Maybe I didn't choose the appropriate words in my last post, but I consider an 'experiment' a trial, a pushing out of the envelope, something you do without the full benefit of hindsight, i.e. something you don't have a clear idea about. But that's just me; now maybe you were advised to use B/M Extender with a SW paint, or perhaps - just generically - to use a extender for your circumstances, we don't know, you didn't say...so why don't you tell us of the circumstances where you thought you had a handle on what was needed (i.e an extender') and why you chose B/M Extender to add to a SW paint - and why B/M Extender vs Floetrol or something else then maybe we could advise you better. We'd all like to learn from this, that's my point.

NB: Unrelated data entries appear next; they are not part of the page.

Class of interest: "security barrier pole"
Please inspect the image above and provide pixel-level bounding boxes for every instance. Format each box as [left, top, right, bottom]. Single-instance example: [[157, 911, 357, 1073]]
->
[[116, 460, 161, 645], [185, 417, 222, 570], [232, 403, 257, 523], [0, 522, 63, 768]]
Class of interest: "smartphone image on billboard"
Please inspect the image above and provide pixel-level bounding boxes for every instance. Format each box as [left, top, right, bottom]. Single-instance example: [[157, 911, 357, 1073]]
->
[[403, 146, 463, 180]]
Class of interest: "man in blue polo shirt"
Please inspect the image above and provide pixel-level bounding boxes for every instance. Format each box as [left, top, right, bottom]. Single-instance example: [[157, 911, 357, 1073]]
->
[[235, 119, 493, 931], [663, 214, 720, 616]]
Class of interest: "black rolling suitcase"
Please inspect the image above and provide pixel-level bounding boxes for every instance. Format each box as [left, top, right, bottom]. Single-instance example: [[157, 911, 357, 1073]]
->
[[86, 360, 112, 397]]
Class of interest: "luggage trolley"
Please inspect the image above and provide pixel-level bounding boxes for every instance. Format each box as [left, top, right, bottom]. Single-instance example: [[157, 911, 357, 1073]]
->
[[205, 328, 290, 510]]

Look, I have no clue whether or not the two products reacted together in a chemical sense; I doubt it. But there is little doubt that they reacted the way they should, i.e. physically - so the extender kept the SW paint from coalescing for this amount of time. Two weeks is ridiculous. So something has toppled the normal coalescing time for a latex paint (which is something like a few hours) to a point where nothing coalesces and the paint remains in a monomeric state, meaning that a film hasn't formed at all...

I love experiments; they add to the vast reservoir of knowledge that we accumulate from experience and research. However, each experiment has a set of parameters we don't know enough about - hence the need for one - and without some sort of boundary, we're just shooting in the dark. At best, you hope to advance a bit further down the road of the unknown and, at worst, you gain nothing and have to start from scratch.


----------



## BobSmitt (Aug 4, 2011)

ccarlisle said:


> Bob:
> 
> Maybe I didn't choose the appropriate words in my last post, but I consider an 'experiment' a trial, a pushing out of the envelope, something you do without the full benefit of hindsight, i.e. something you don't have a clear idea about. But that's just me; now maybe you were advised to use B/M Extender with a SW paint, or perhaps - just generically - to use a extender for your circumstances, we don't know, you didn't say...so why don't you tell us of the circumstances where you thought you had a handle on what was needed (i.e an extender') and why you chose B/M Extender to add to a SW paint - and why B/M Extender vs Floetrol or something else then maybe we could advise you better. We'd all like to learn from this, that's my point.
> 
> ...


I didn't mean to suggest that the BM Extender didn't cause it either, but I was getting the impression that everyone just assumed that was the cause and closed the case in their minds.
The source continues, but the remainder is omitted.